We can ask the same question without mixing in Hawking radiation and a pair of particles. If a particle falls into the black hole, it can't come out. And time reversibility won't get it out of there either. In fact, it is not a time reversible process. The reason for this is explained in A. Zee's book “Einstein Gravity in a Nutshell” (pp. 416--417). I'll just quote it:

# A common confusion about plunging into a black hole

Confusio speaks up: “I have learned that the fundamental laws in classical physics (and also quantum physics) are time reversal invariant, that is, they are unchanged upon $$t\rightarrow-t$$. I read that if we take a movie depicting a microscopic process and run it backward, the reversed process must also be allowed by the laws of physics. So why can’t I run the film of the observer radially plunging into a black hole and watch him come flying out?”

Well, well, that Confusio is more astute than we think. Indeed, the Lagrangian $$L=\left[\left(1-\frac{r_S}{r}\right)\left(\frac{dt}{d\tau}\right)^2-\left(1-\frac{r_S}{r}\right)^{-1}\left(\frac{dr}{d\tau}\right)^2-r^2\left(\frac{d\theta}{d\tau}\right)^2-r^2\sin^2\theta\left(\frac{d\varphi}{d\tau}\right)^2\right]^{\frac{1}{2}}$$ governing the motion of a particle in Schwarzschild spacetime is manifestly invariant under $$t\rightarrow-t$$. So where is the catch in the standard arguments about time reversal invariance?

The catch, as I have already mentioned, is that the coordinate time $$t$$ increases to $$+\infty$$ as $$r\rightarrow r^+_S$$ and then decreases from $$+\infty$$ after the observer crosses the horizon.
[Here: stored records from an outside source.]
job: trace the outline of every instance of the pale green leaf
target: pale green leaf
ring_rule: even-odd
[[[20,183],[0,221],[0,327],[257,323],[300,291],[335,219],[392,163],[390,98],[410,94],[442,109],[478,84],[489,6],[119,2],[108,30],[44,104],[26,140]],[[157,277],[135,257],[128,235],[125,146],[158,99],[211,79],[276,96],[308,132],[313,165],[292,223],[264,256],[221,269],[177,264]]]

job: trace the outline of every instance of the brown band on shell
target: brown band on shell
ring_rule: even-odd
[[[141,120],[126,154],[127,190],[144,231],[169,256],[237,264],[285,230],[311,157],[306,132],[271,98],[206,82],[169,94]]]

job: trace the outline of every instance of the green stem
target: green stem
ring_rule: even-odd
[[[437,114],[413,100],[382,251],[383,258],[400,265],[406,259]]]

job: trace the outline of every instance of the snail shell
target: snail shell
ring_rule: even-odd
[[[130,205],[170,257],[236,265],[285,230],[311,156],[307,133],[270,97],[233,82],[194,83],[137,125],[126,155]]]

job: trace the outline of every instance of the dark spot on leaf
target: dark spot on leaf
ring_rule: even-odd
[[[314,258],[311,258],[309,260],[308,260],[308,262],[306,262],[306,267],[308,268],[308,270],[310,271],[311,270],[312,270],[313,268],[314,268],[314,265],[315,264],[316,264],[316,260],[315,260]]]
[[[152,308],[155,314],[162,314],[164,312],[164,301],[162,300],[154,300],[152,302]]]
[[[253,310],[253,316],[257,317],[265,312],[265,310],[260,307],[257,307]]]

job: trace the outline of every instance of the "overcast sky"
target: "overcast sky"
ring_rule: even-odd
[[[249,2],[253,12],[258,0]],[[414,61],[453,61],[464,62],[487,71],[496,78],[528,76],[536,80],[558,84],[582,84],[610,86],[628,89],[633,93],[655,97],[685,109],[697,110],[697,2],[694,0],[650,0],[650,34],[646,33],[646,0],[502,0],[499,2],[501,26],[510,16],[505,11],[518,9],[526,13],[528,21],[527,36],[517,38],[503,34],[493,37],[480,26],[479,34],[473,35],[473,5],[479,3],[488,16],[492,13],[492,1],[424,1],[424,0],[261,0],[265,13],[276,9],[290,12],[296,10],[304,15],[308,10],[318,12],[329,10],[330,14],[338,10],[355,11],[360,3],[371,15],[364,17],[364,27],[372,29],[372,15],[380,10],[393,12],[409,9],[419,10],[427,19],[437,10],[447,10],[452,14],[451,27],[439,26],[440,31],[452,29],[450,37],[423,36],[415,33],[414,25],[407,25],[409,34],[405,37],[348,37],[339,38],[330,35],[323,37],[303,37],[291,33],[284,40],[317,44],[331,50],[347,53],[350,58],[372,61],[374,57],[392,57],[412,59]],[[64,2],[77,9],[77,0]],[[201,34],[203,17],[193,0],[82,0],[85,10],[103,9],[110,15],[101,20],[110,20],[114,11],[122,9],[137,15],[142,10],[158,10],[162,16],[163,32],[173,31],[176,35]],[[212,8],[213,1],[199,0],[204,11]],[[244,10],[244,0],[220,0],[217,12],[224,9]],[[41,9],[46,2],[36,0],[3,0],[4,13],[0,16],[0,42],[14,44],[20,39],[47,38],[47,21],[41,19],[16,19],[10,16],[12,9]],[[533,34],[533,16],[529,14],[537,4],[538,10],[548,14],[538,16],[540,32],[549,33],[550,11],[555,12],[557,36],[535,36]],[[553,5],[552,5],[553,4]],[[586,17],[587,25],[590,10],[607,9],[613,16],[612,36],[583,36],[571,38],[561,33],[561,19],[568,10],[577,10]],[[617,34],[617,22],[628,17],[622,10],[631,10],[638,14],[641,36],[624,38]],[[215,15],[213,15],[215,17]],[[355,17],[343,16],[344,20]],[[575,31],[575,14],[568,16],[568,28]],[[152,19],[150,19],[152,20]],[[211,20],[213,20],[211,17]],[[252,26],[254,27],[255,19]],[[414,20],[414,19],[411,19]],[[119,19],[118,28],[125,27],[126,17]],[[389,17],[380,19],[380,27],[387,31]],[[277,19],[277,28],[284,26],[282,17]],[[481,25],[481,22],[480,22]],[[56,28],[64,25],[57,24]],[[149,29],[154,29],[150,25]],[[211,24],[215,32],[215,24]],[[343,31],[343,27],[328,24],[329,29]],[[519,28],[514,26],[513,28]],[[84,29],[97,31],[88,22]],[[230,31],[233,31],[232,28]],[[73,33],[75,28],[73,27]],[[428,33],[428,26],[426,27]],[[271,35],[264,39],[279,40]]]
Indeed, as is evident from the Lagrangian just displayed, $$t$$ and $$r$$ exchange roles for $$r. The letter “$$t$$” no longer denotes time! Much more on this in the next chapter.

The standard arguments about time reversal invariance work perfectly well as long as $$r>r_S$$. Thus, if we could somehow install a trampoline at $$r^+_S$$ just outside the black hole, the observer in radial plunge could bounce back out to $$r=\infty$$, retracing his trajectory.